You can't see other users' databases when viewing databases with the Beeline command. However, you can have the entire database list returned with Spark SQL. Make sure to not include personal information in a database name.

Create table

There is no naming restrictions when creating tables. The LOCATION option is not required, but if you'd like to specify one separately, specify it to be the path under /user/example/warehouse.

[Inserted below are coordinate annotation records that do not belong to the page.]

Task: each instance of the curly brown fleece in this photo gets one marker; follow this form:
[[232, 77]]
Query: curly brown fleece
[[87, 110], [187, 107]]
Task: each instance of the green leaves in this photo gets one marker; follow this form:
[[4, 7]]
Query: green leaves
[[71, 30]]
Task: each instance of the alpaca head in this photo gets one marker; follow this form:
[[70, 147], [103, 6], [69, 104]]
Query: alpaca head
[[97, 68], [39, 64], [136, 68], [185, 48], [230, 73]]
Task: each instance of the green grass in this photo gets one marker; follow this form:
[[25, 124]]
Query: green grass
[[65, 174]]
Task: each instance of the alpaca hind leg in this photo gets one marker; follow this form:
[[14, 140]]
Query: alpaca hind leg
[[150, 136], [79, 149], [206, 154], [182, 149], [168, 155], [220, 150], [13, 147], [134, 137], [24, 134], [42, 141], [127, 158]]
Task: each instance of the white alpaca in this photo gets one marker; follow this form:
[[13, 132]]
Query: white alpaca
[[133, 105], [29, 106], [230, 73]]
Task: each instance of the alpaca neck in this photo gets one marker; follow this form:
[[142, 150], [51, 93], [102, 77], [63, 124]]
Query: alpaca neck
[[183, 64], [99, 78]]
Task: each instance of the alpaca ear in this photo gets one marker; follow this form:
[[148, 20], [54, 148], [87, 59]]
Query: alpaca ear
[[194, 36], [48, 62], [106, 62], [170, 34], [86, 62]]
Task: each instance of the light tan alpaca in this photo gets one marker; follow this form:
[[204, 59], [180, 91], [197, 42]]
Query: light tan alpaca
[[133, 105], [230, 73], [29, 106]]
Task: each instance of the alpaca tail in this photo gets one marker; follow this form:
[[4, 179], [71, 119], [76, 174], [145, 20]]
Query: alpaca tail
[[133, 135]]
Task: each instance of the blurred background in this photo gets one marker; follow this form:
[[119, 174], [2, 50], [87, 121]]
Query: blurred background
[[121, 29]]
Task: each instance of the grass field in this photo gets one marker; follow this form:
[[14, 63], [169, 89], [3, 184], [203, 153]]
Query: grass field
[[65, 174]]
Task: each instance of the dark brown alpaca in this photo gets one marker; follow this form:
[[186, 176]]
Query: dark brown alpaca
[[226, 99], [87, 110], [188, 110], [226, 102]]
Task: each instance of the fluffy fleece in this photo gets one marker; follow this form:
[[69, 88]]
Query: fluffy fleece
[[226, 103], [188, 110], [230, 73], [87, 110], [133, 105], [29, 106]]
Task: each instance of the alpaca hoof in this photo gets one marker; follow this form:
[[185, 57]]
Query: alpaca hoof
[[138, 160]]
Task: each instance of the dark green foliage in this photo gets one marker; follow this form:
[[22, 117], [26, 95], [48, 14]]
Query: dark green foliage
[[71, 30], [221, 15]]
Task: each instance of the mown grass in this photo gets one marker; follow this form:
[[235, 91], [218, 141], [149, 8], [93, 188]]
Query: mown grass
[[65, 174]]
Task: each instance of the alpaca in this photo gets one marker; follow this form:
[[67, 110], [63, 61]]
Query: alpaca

CREATE TABLE `table1` (`id` BIGINT) LOCATION '/user/example/warehouse/table1';

Command limitations

SET, and TRANSFORM clauses cannot be used. An update is planned where a dedicated queue is adopted so that the SET command can be used.

Set Spark-Hive access

You should use LLAP to read Hive's Managed Table data from Spark. The following explains how to set up to access Hive through Interactive Hive.

Check access information

The following access information can be set:

Property	Value
spark.sql.hive.hiveserver2.jdbc.url (Interactive)	jdbc:hive2://zk1.kr.df.naverncp.com:2181,zk2.kr.df.naverncp.com:2181,zk3.kr.df.naverncp.com:2181/;serviceDiscoveryMode=zooKeeperHA;zooKeeperNamespace=df-interactive
spark.sql.hive.hiveserver2.jdbc.url (Batch)	jdbc:hive2://zk1.kr.df.naverncp.com:2181,zk2.kr.df.naverncp.com:2181,zk3.kr.df.naverncp.com:2181/;serviceDiscoveryMode=zooKeeper;zooKeeperNamespace=hiveserver2
spark.datasource.hive.warehouse.metastoreUri	thrift://hms1.kr.df.naverncp.com:9083,thrift://hms2.kr.df.naverncp.com:9083
spark.datasource.hive.warehouse.load.staging.dir	/user/{dataforest account name}/tmp
spark.hadoop.hive.zookeeper.quorum	zk1.kr.df.naverncp.com:2181,zk2.kr.df.naverncp.com:2181,zk3.kr.df.naverncp.com:2181
spark.hadoop.hive.llap.daemon.service.hosts	@df-llap
principal	{dataforest account name}@KR.DF.NAVERNCP.COM
keytab	{dataforest account keytab file path}
jars	{hwc jar file path}

You can see that there are two kinds of connection strings, interactive and batch, in spark.sql.hive.hiveserver2.jdbc.url from the table content.
You should use an interactive connection string to conduct tasks in the Interactive Hive. You can conduct tasks by using the same settings value in Spark shell and PySpark.
Principals and keytabs use Kerberos accounts from the Data Forest with the setup required to run Spark Executors on YARN.
spark.sql.hive.hiveserver2.jdbc.url's user and password are authentication information to access the Interactive Hive within Executor. Use the Data Forest account name (same as Kerberos ID) and Ranger password.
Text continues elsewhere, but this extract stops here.